Sebagai mantan pemimpin dari bagian dunia Utara dan Selatan, kami senang bahwa SDG akan diberlakukan bagi semua negara anggota PBB dan bukan hanya negara berkembang. Dengan cara ini, kami berharap bahwa SDG akan bersifat “universal” seperti Deklarasi Universal mengenai Hak Asasi Manusia – sebuah elemen penting sebagai senjata masyarakat dalam perjuangan menuju keadilan.
Implementasi dan akuntabilitas adalah kuncinya. Kata-kata indah saja tidak cukup; para pemimpin harus berkomitmen dan membuatnya menjadi kenyataan melalui tindakan, dan masyarakat harus rajin memantau perkembangan dan membunyikan peluit saat upaya yang dilakukan tidak cukup. Sering deklarasi-deklarasi dalam pertemuan puncak menguap saat para delegasi kembali ke negaranya dan kepentingan politik jangka pendek lebih diutamakan.
Saat ini, taruhannya besar. Keputusan-keputusan yang diambil pada tahun ini, pada pertemuan puncak SDG dan konferensi iklim di Paris pada bulan Desember, akan memiliki dampak yang besar bagi masa depan planet kita. Iklim yang stabil menjamin kesejahteraan, penurunan kemiskinan, dan supremasi hukum. Jika para pemimpin dunia di Paris tidak menyetujui langkah-langkah yang diperlukan untuk menjaga kenaikan suhu agar tidak sampai dua derajat Celsius, maka SDG tidak dapat diwujudkan.

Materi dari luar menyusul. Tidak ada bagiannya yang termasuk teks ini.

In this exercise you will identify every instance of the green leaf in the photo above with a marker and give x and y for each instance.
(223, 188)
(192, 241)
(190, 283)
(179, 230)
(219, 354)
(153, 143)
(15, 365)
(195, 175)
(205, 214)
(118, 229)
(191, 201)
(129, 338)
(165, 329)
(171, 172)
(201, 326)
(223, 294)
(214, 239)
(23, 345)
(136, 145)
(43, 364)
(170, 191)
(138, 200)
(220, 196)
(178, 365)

Kita tidak sedang menghadapi pilihan antara pengentasan kemiskinan dan penanggulangan perubahan iklim, seperti yang dikatakan oleh berbagai perusahaan bahan bakar fosil. Memang benar, dampak-dampak berbahaya akibat perubahan iklim mengancam hasil-hasil pembangunan yang sudah kita dapatkan melalui dukungan MDG. Kita memiliki resiko bumi yang makin sesak karena gelombang panas, kekeringan yang merajalela, banjir yang merusak, dan kebakaran hutan yang mematikan. Seluruh daerah dapat mengalami penurunan produksi makanan besar-besaran. Permukaan air laut akan naik, kota-kota besar dan negara-negara pulau kecil akan tenggelam. Sebagian besar populasi akan kehilangan lahan dan memperburuk kesulitan ekonomi dan tekanan sosial.
Pada saat yang sama, muncul kesepakatan – antara berbagai organisasi akar rumput dan bank sentral – bahwa ketidaksetaraan menyebabkan ancaman serius pada penghidupan dan kesejahteraan masyarakat di seluruh dunia. Globalisasi telah menyebabkan lemahnya kontrak sosial di dalam negara-bangsa dan bahkan antar benua.
Jawaban dari ketidaksetaraan bukanlah dengan membangun dinding, menumpuk kekayaan, dan memberi stigma pada orang miskin dan lemah. Kesejahteraan yang berkelanjutan mensyaratkan semua kelompok di dalam masyarakat membagikan secara adil keuntungan dari pertumbuhan ekonomi – khususnya saat masyarakat kita menjadi makin saling bergantung. Untuk alasan ini, kami khususnya terdorong oleh Tujuan 10 di SDG dengan komitmennya untuk mengurangi ketimpangan antar negara, juga berfokus pada kesetaraan gender dalam implementasi seluruh tujuannya.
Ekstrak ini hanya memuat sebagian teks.